Moscou (2009)

por Não são as imagens

TENSIONAMENTOS E HIBRIDISMO EM “MOSCOU” (2009), DE EDUARDO COUTINHO.

O cinema de Eduardo Coutinho é, antes de tudo, um sobrevivente. Sua curta mas rica filmografia representa, na conjuntura do Cinema Brasileiro contemporâneo, se não o principal, pelo menos um dos mais importantes resquícios de originalidade, inventividade e experimentalismo desde as obras de Glauber Rocha e de Rogério Sganzerla. Os filmes dirigidos por Coutinho, realizados, em sua totalidade, dentro dos paradigmas do que comumente se aceita como filme documentário, são reconhecidos, tanto dentro quanto fora do cenário cinematográfico nacional, como eminentes vetores de renovação da linguagem e da própria compreensão do Documentário, posicionando-se no cerne do debate acerca dos limites entre o real e a ficção — ou, como pretendo tratar neste ensaio: entre o Cinema Documentário e o Cinema de Ficção.

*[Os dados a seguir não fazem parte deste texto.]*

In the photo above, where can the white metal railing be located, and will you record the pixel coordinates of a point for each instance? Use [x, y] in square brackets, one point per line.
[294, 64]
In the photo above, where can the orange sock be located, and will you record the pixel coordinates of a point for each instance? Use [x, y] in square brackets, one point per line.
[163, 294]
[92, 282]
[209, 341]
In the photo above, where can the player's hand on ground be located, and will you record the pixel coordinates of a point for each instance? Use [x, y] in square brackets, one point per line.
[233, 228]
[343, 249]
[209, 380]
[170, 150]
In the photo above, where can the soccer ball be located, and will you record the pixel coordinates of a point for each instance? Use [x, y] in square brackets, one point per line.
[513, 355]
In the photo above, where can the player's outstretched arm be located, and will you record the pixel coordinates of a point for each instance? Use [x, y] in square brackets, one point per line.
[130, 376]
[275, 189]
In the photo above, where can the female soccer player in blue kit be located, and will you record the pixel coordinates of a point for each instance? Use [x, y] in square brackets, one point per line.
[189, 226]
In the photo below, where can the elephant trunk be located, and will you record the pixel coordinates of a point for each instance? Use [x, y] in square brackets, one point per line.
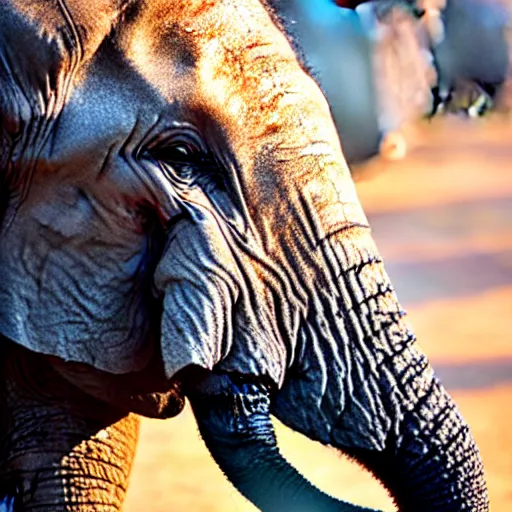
[365, 387]
[433, 462]
[233, 416]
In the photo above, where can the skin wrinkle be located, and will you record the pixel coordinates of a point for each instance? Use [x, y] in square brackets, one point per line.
[253, 316]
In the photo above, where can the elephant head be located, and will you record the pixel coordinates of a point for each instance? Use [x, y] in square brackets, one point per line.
[173, 189]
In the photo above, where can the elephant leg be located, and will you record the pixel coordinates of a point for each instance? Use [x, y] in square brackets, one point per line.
[60, 449]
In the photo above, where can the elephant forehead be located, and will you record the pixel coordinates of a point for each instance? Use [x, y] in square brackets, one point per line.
[228, 54]
[81, 25]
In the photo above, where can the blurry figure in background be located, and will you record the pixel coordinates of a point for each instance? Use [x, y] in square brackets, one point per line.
[370, 66]
[473, 57]
[385, 64]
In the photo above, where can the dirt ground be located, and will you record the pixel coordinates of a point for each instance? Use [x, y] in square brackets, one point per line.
[443, 221]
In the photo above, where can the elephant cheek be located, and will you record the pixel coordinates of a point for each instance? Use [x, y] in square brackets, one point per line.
[198, 277]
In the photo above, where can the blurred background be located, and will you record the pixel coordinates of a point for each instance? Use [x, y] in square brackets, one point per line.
[442, 218]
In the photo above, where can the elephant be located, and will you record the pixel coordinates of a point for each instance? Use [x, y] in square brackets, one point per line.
[178, 222]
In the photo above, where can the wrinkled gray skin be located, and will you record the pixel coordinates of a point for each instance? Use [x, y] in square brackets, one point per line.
[178, 220]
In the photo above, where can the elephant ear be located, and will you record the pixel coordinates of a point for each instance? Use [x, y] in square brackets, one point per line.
[75, 282]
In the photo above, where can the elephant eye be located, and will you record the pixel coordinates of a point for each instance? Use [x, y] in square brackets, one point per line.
[178, 153]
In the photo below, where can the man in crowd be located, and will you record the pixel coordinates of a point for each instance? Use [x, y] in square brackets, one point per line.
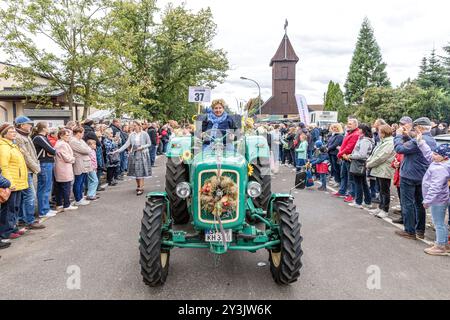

Mas por que faço essa distinção? Quer aceitemos a concepção usual de Documentário, quer a rejeitemos, resta-nos sempre uma dicotomia quando buscamos elucidar as diferenças entre os ditos “documentário” e “ficção”: de um lado, a oposição total, a cisão do Cinema em duas esferas antagônicas, com propósitos, éticas e modos de feitura diferentes; de outro, a completa inexistência de um limite, quer dizer, o hibridismo absoluto da arte cinematográfica — perspectiva dentro da qual os rótulos “documentário” e “ficção” serviriam apenas como maneiras de pressupor a audiência do material tratado, ou seja, como forma de evidenciar as intenções narrativas (porque o cinema é, necessariamente, uma arte narrativa) dos realizadores. Entre uma e outra ótica, teríamos, pois, ou o Documentário total, como arte autônoma e em contato direto com o real e, portanto, compromissada, devotada mesmo à realidade; ou o Documentário como gênero cinematográfico, tal qual o Terror ou a Comédia: uma subdivisão mais mercadológica do que narratológica, já que é suposto conter toda imagem cinematográfica uma instância documental e outra ficcional — tanto pela própria “ontolologia da imagem fotográfica”  (da qual falou Bazin, no ensaio homônimo) herdada da Fotografia, quanto pela sua capacidade de criar representações (mimesis) do mundo.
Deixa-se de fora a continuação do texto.